I am currently sitting in my very little hostel room, listening to the stoner guy next door angrily beating hard on my wall because he can hear my TV (which is on low). This is happening more and more now every day and he's getting increasingly irate. I am scared of him. I am a recovering alcoholic who fell off the wagon last week as all my support ,including my AA meetings, have been taken away. I do feel like I am collateral damage in his situation. No one asked me - there was a referendum about Brexit but not about this. There comes a point where I have to consider my needs as an individual against the "greater good" and given that the strong advice given is only strong advice; I am starting to think about going against it for the sake of my own safety and sanity.

JovialNickname · 29/03/2020 14:35

*this situation, not his.

LastTrainEast · 29/03/2020 14:42

cantata The dead will be upset to know you're being inconvenienced.

BeijingBikini · 29/03/2020 14:43

People are absolutely hypocritical about this mythical "greater good". On one hand, having a go and swearing at people for daring to leave their house twice or saying that they cba with lockdown. There are usually the people who are scared to death about someone vulnerable close to them and expect everyone else to put the "greater good" above their own problems.

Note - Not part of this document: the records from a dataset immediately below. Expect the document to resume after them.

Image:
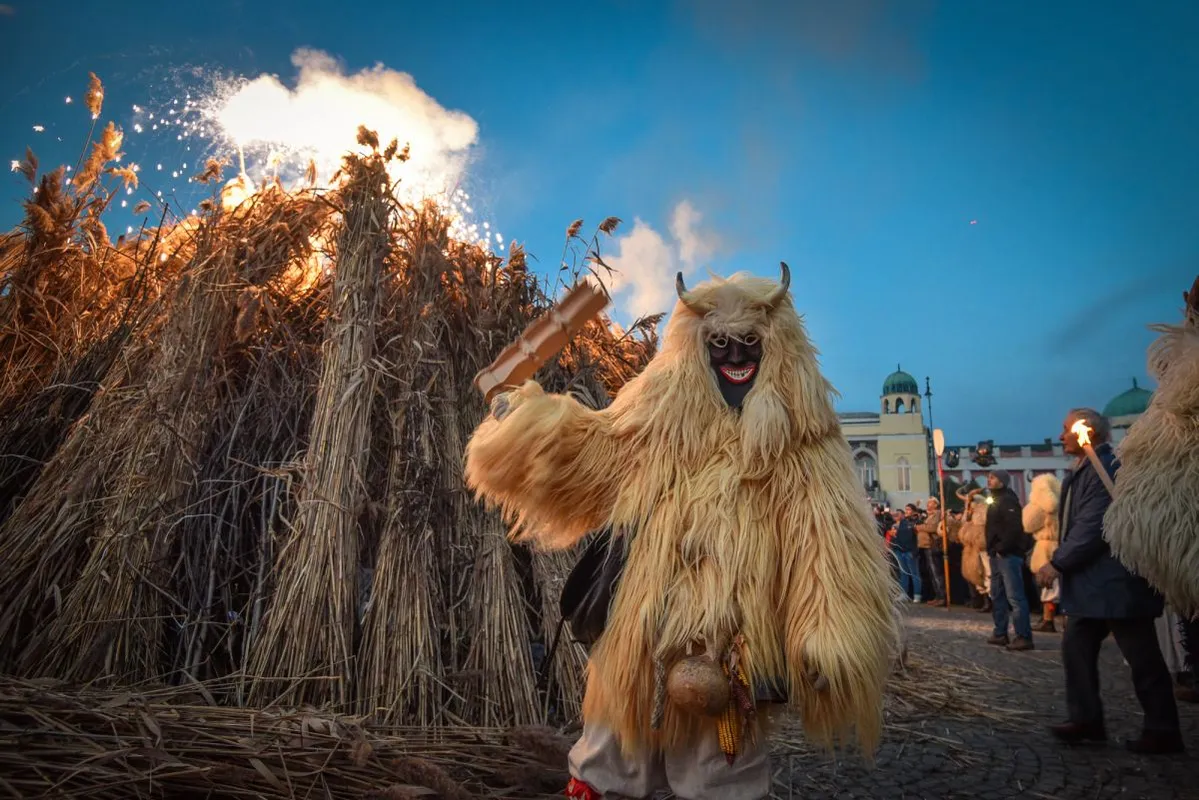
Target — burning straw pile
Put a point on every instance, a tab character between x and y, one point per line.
230	449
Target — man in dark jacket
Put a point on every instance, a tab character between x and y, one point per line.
1100	596
903	545
1007	546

On the other hand, most posters uninamously agreed on the "should I drive from Yorkshire to London to pick up my homesick adult daughter" thread that they would do it if it was their child. So the greater good goes out of the window there, if it's suddenly your own family on the other side.

Everyone is selfish in the end, do what you need to do for your own sanity.

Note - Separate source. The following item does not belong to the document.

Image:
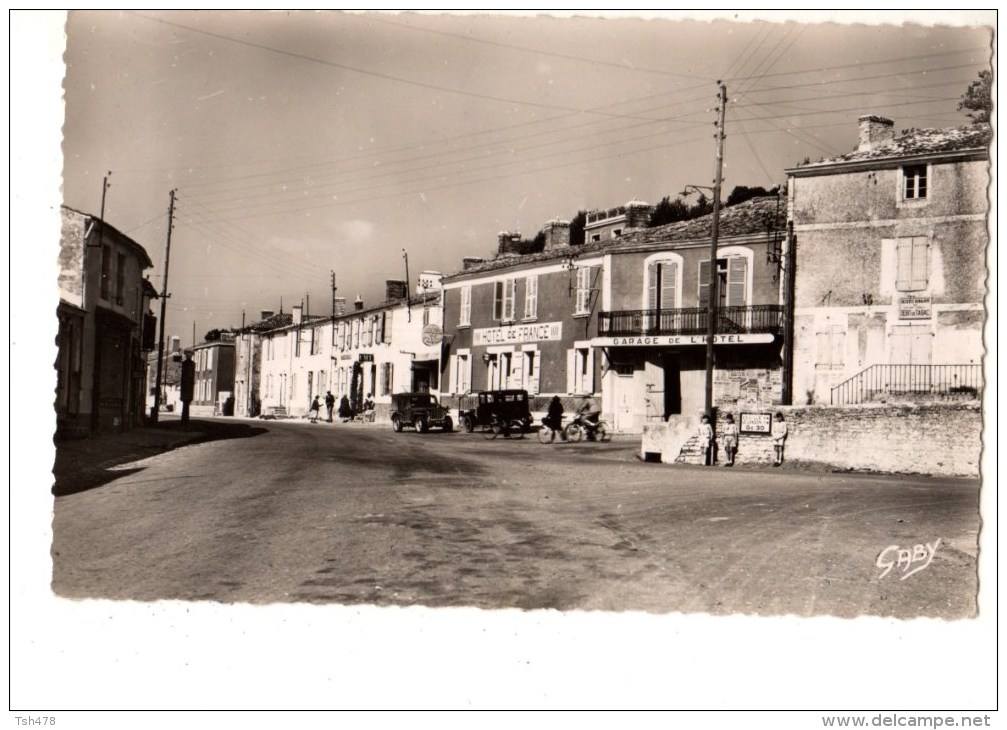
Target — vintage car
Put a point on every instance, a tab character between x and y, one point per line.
419	410
505	408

BeijingBikini · 29/03/2020 14:44

The dead will be upset to know you're being inconvenienced.

Well......they literally won't.

Crikey0000 · 29/03/2020 14:44

Social Distancing Stasi? Dear God when is it going to sink in??

hardboiledeggs · 29/03/2020 14:53

We're all in the same boat. Not ideal but hardly a hardship at the moment. Think yourself lucky that's your biggest concern Hmm

newnortherner1 · 29/03/2020 14:58

Whilst it is very much a first world problem the OP describes and I don't feel anything to add to that, to answer the simple question, yes people will become increasingly fed up with social distancing.

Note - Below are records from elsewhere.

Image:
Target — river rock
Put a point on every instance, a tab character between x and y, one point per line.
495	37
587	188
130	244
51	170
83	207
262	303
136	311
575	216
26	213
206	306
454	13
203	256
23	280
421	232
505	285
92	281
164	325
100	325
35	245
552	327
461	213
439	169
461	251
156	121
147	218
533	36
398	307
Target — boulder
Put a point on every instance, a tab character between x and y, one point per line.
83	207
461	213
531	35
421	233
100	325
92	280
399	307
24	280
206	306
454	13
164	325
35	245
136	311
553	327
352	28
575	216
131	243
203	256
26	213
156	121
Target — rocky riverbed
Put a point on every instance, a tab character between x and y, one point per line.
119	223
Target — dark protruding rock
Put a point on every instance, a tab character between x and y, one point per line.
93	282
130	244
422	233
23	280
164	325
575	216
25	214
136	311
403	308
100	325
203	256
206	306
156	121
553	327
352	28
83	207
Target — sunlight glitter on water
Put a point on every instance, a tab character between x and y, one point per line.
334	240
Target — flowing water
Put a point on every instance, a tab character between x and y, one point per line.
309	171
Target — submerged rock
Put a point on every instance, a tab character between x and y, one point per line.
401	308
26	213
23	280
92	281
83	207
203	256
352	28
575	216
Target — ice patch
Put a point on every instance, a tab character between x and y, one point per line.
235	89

The government being late in acting and not doing things such as providing enough PPE for doctors will make people feel less willing in some cases to follow the guidance.

TheArchSorcererofContwaraburg · 29/03/2020 15:05

I'm definitely fed up of spoilt whingers, yes.

StrawberryBlondeStar · 29/03/2020 15:07

@hardboiledeggs, but not everyone is in the same boat. It will be harder for some then others. Some people will be living in small flats versus those in big houses with large gardens. Some people have to wfh, with no childcare - others may have a parent staying at Home already and not working and therefore not such an issue. Some people have MH issues which will be massively trigged by this. Some people will have lost their jobs/income. The OP ( @cantata) sounds she has had a torrid time. This is a real inconvenience for her.

MarshaBradyo · 29/03/2020 15:08

TheArch yes a fair bit of that

cantata · 29/03/2020 15:16

To some of the more recent posters (with notable exceptions, obviously): if you have read beyond my OP, you will also realise that I am struggling with quite severe MH problems, among other things. You will also realise that I am asking a legitimate question which has very little to do with domestic appliances per se.

If you haven't read beyond my OP, I suggest you do. There are many thoughtful contributions from other posters which make for a more nuanced discussion about this issue.

LastTrainEast, I'll be putting money on the dead being too busy being dead to be bothering themselves with me.

Jovial, thank you for posting. I am really sorry that you are going through this, and that your support has been taken from you. These are the kinds of stories that I think will (sadly) become the really big news once the drama has abated. Flowers

Beijing, I read that thread too. I was surprised by the responses, given the hysteria on here about how going for a second walk in an isolated field might cause 1,000 deaths - but your explanation makes sense.